“In the space of a single generation, Detroit managed to ruin itself,” is how Kevin D. Williamson opens What Doomed Detroit, his incisive look at the forces that led to the Motor City’s downfall.
The book, a volume of Encounter Broadside, is only 34 pages. Yet Williamson does more to explain what happened to Detroit than Charlie LeDuff did in 300 pages. LeDuff’s recent Detroit: An American Autopsy, does little to dissect the reasons behind the city’s fall (short of blaming bad leadership from city hall to Wall Street). LeDuff bewails Detroit like a mourner who cannot see through his tears. It is Williamson who takes up the scalpel and performs the required autopsy.
Those familiar with Williamson’s writings in National Review know him as a gifted and witty writer.
In What Doomed Detroit, however, he leaves behind his customary levity.
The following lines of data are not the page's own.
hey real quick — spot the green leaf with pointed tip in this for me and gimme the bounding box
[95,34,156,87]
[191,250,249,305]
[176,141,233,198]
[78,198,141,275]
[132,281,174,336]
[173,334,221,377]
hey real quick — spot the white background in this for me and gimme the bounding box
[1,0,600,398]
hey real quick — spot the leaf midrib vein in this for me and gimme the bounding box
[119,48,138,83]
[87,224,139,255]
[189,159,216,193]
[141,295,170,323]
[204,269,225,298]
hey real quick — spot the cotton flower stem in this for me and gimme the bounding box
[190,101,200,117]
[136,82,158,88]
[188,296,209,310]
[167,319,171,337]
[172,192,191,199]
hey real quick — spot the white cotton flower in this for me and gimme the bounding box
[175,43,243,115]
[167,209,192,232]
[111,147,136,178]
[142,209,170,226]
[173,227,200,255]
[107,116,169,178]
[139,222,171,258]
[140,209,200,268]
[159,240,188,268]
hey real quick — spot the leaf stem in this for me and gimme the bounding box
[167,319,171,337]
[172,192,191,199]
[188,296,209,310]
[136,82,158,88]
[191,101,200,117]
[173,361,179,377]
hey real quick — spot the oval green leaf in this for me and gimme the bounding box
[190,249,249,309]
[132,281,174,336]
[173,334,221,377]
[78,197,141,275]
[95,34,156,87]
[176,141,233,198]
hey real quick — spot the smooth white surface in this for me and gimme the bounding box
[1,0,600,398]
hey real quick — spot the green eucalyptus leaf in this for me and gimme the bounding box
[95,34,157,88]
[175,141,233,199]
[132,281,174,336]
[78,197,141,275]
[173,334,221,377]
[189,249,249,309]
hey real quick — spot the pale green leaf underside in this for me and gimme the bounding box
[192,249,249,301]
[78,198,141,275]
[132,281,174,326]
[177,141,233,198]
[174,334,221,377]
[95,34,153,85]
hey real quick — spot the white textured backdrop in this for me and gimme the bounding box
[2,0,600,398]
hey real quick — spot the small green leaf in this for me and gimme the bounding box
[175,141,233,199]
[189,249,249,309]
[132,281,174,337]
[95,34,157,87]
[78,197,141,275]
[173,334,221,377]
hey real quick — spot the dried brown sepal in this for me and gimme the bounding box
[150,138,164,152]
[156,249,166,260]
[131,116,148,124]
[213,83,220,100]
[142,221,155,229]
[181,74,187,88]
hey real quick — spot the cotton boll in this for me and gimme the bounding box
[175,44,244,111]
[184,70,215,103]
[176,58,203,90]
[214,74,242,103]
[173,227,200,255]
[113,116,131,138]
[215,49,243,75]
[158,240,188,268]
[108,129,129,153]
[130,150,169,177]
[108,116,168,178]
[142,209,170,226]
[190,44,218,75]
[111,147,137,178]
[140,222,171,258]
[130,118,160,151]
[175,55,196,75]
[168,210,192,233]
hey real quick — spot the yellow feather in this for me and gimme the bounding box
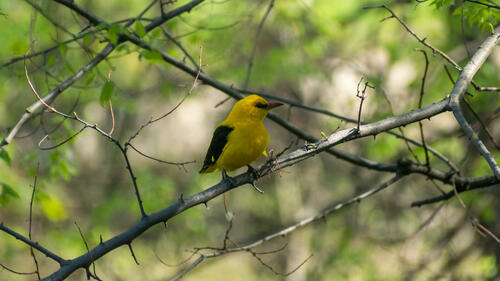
[200,95,282,174]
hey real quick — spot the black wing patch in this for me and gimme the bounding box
[199,125,234,173]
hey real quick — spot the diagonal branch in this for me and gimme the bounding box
[31,87,498,280]
[170,175,402,279]
[448,31,500,180]
[237,88,461,173]
[0,223,67,265]
[369,5,498,93]
[226,175,403,251]
[1,0,205,148]
[411,174,500,207]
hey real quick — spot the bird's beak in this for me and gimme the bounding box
[267,102,283,110]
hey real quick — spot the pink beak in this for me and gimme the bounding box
[267,102,283,110]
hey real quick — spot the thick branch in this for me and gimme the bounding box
[448,31,500,180]
[36,91,499,280]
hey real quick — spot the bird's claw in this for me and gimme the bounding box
[221,169,236,185]
[223,176,236,186]
[246,165,260,180]
[247,165,264,194]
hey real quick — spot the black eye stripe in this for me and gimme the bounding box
[255,102,268,108]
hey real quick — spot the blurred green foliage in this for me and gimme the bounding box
[0,0,499,280]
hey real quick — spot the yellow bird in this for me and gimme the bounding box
[199,95,282,179]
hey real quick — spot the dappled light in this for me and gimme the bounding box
[0,0,499,280]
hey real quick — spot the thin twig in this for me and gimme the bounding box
[38,126,87,150]
[355,77,374,131]
[1,0,205,148]
[128,243,140,265]
[155,250,199,267]
[242,0,275,89]
[161,27,198,68]
[0,223,67,265]
[459,2,472,59]
[463,98,500,151]
[1,30,94,68]
[247,248,312,277]
[29,45,146,218]
[240,175,403,251]
[415,49,431,167]
[120,147,147,217]
[74,222,98,279]
[214,96,232,108]
[221,219,233,249]
[24,48,57,113]
[27,41,147,217]
[169,256,205,281]
[465,0,500,9]
[127,45,203,143]
[379,87,422,164]
[366,4,496,92]
[29,162,41,280]
[171,176,402,279]
[0,263,37,276]
[451,177,500,243]
[108,101,115,135]
[128,143,195,166]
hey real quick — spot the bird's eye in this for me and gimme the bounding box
[255,102,268,109]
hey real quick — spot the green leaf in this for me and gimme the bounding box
[64,61,74,73]
[143,49,163,64]
[151,27,161,38]
[96,23,108,30]
[100,81,115,106]
[59,43,67,55]
[431,0,454,9]
[85,73,95,86]
[135,21,146,38]
[107,24,120,44]
[0,183,20,206]
[0,149,11,165]
[47,54,56,67]
[83,32,93,45]
[116,44,130,53]
[41,194,67,221]
[487,23,494,34]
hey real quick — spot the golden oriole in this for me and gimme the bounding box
[199,95,282,178]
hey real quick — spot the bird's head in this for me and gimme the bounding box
[228,95,283,122]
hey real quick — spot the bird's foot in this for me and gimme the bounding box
[246,165,263,194]
[246,165,260,180]
[221,169,236,185]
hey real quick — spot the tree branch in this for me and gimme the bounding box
[0,223,67,266]
[33,88,498,280]
[1,0,206,148]
[448,31,500,180]
[170,175,402,279]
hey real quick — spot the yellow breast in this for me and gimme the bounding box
[216,120,269,171]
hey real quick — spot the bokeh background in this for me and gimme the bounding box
[0,0,499,280]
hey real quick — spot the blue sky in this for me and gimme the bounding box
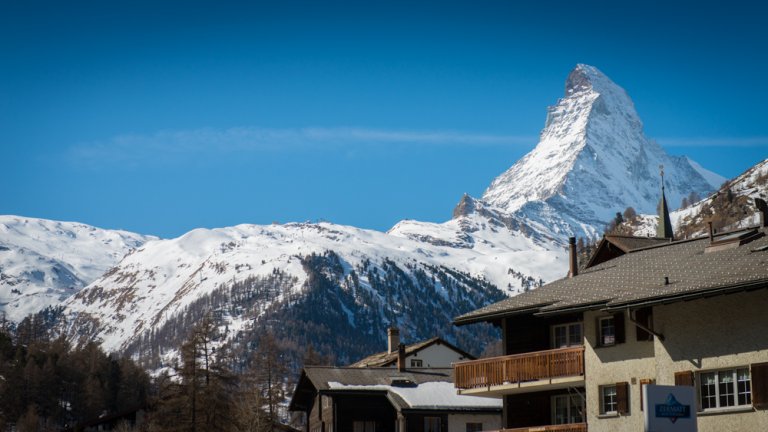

Detroit’s story is a hard one, and Williamson tells what happened without unnecessary flourishes.
Detroit is bankrupt and at least $20 billion in debt. Half its streetlights don’t work because thieves have made off with their copper wiring. More than 120,000 homes stand vacant. Bus drivers are afraid to drive its streets, and its murder rate is 11 times New York City’s. While the city has an official unemployment rate of 16 percent, its real unemployment rate is closer to 50 percent.